Our AI pipelines were judged accurate enough by ANSM for routine use. Since January 2021, a platform showing our models’ predictions for each new report filled by patients on the national web portal has been deployed in CRPVs, hoping to help experts cope with the expected surge of reports linked with the COVID-19 vaccination campaign [33]. As results were similar between approaches, we implemented TF-IDF + LGBM for ADRs identification and FastText + LGBM for the seriousness assessment, as they are lighter and quicker to run than transformers. This is, to our knowledge, the first AI-based platform nationally deployed for the automated coding of ADRs. British health authorities also launched a similar project in late 2020 with an industrial partner, to “ensure that no details from the ADRs’ reaction text are missed” [34], but no results or implementation have been communicated so far. The COVID-19 vaccination campaign is an interesting test for our system. Coding rules for ADRs indeed usually vary according to drugs and standards. For example, in the case of COVID-19 vaccines, CRPV experts received the instruction to prefer the use of the PT “flu syndrome”, rather than the multiple distinct PTs comprising the syndrome (“headache” + “fever”…), which our models may suggest. We already plan to alleviate this issue using online machine learning, which dynamically learns new patterns in reports, and adapt models to newly emerging situations, rules or drugs. We are currently working with ANSM to implement such a solution. Meanwhile, we had to manually tweak our models to better code flu syndrome ADRs associated with vaccines. In any case, it is important to remember that experts might code ADRs and seriousness heterogeneously across teams or individuals, even if standards or rules exist [35]. This might complicate the “true” validity of our models’ predictions. Because the reference standard (PV professional coding) used in this study might not be considered gold standard owing to possibly heterogeneous coding practices, further studies might more thoroughly examine and compare our model errors, as well as expert coding differences. This will be addressed by our CRPV experts committee. Further development and validation of our AI models over time will also be required to consolidate predictive performance and evaluate whether automatic coding was robust during the COVID-19 sanitary crisis.

5 Conclusions

In this study, we successfully trained and validated the performances of AI models identifying ADRs and assessing seriousness using unstructured text data from nationwide patient reports. Gradient boosting and transformer-based approaches yielded close results for both internal and external validation, probably in relation to the respective strengths and weaknesses of the distinct methods used for data formatting and classification.

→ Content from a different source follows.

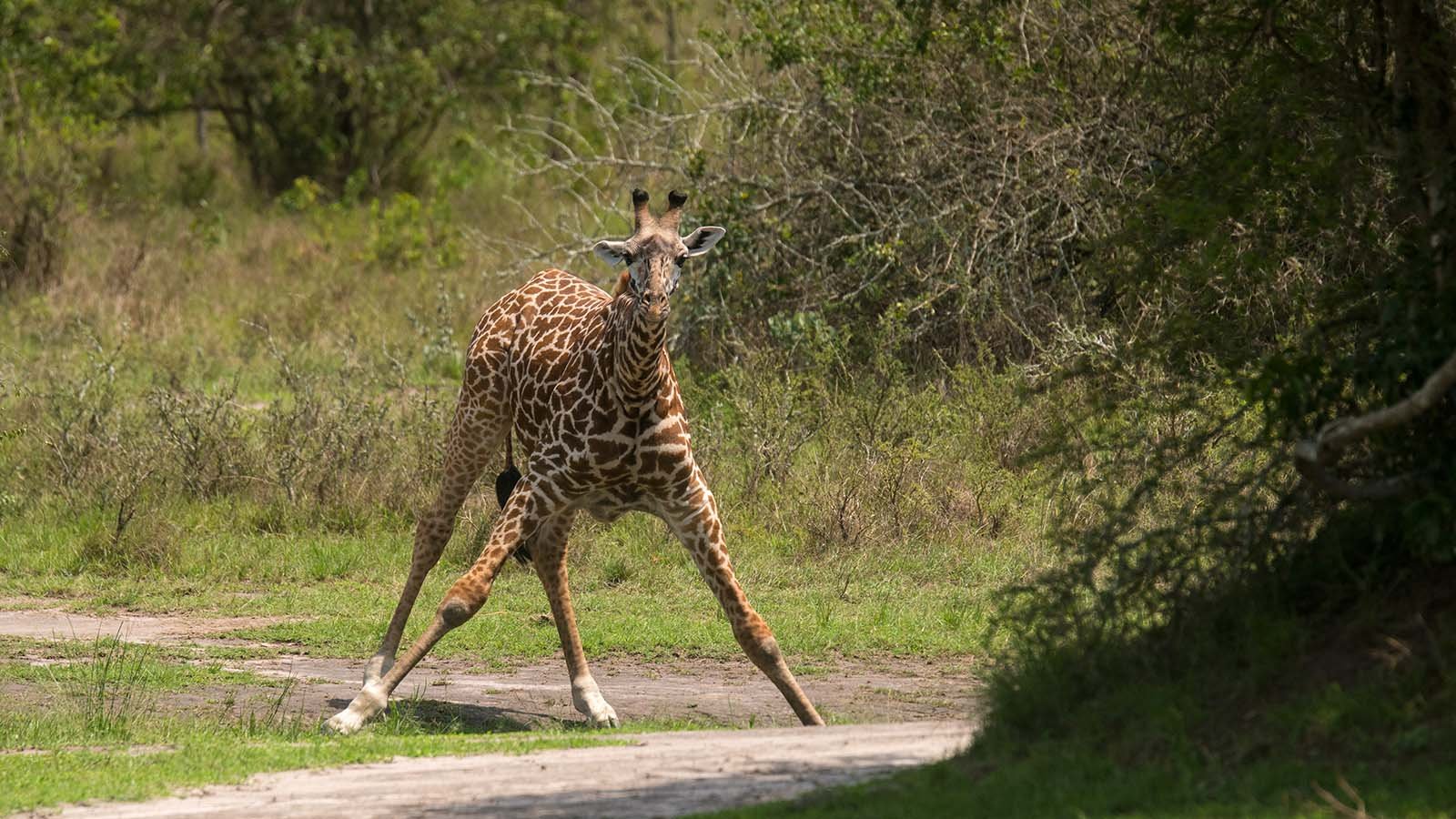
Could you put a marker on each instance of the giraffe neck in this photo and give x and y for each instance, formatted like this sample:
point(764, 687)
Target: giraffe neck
point(638, 350)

Our system was considered accurate enough by ANSM for national deployment in France in January 2021, aiming to help PV experts cope with the COVID-19 vaccination campaign, during which authorities expected a massive reporting of ADRs. Further studies will be needed to validate the performance of our system in real-life settings and to continue identifying the best possible model, adding more evidence to the possible use of AI in the automatic pre-coding of PV reports.